As part of Artius’s initial public offering, 24,149,960 Public Warrants were sold. The Public Warrants entitle the holder thereof to purchase one share of Common Stock at a price of $11.50 per share, subject to adjustments. The Public Warrants may be exercised only for a whole number of shares of Common Stock. No fractional shares will be issued upon exercise of the warrants. The Public Warrants will expire on June 25, 2026 at 5:00p.m., New York City time, or earlier upon redemption or liquidation. The Public Warrants are listed on the Nasdaq under the symbol “ORGNW.”
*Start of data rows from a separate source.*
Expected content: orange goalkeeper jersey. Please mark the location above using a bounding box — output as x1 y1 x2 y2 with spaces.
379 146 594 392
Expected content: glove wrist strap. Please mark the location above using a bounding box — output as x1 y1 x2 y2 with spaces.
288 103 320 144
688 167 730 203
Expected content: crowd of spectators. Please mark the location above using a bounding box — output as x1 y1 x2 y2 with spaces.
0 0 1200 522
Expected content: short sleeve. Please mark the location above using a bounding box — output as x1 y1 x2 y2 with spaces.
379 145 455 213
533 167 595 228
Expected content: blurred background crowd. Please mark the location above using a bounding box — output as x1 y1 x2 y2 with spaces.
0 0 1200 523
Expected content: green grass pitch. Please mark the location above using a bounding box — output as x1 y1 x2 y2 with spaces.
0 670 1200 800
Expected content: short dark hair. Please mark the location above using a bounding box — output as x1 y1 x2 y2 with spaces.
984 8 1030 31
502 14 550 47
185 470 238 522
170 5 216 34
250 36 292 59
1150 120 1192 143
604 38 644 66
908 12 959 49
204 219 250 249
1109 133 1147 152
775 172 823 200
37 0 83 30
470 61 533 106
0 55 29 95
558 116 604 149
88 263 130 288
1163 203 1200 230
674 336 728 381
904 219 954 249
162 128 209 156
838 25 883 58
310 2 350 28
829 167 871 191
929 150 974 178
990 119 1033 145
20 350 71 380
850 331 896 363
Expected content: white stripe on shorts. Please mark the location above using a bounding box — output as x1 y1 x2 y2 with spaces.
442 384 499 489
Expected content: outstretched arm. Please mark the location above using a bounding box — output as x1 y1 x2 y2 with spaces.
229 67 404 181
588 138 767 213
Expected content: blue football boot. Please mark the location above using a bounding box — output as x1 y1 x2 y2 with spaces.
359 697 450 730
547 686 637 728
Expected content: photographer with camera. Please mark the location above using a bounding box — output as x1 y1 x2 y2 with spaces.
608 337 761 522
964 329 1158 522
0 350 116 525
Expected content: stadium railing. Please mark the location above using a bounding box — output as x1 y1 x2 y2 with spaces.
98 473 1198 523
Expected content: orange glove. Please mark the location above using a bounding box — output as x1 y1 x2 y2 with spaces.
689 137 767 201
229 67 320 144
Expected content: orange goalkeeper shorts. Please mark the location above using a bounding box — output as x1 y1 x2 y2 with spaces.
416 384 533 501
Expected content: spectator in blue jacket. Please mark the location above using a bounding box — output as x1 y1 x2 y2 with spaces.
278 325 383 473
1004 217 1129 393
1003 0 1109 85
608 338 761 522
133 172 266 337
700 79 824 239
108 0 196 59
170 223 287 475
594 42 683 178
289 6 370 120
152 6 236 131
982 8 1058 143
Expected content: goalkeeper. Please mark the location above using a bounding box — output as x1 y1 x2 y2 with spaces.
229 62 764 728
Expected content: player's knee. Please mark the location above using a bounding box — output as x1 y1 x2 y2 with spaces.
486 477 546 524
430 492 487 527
The Company may redeem the Public Warrants when exercisable, in whole and not in part, at a price of $0.01 per warrant, so long as the Company provides not less than 30 days’ prior written notice of redemption to each warrant holder, and if, and only if, the reported last sale price of the Common Stock equals or exceeds $18.00 per share for any 20 trading days within a 30-trading day period ending on the third trading day prior to the date the Company sends the notice of redemption to the warrant holders.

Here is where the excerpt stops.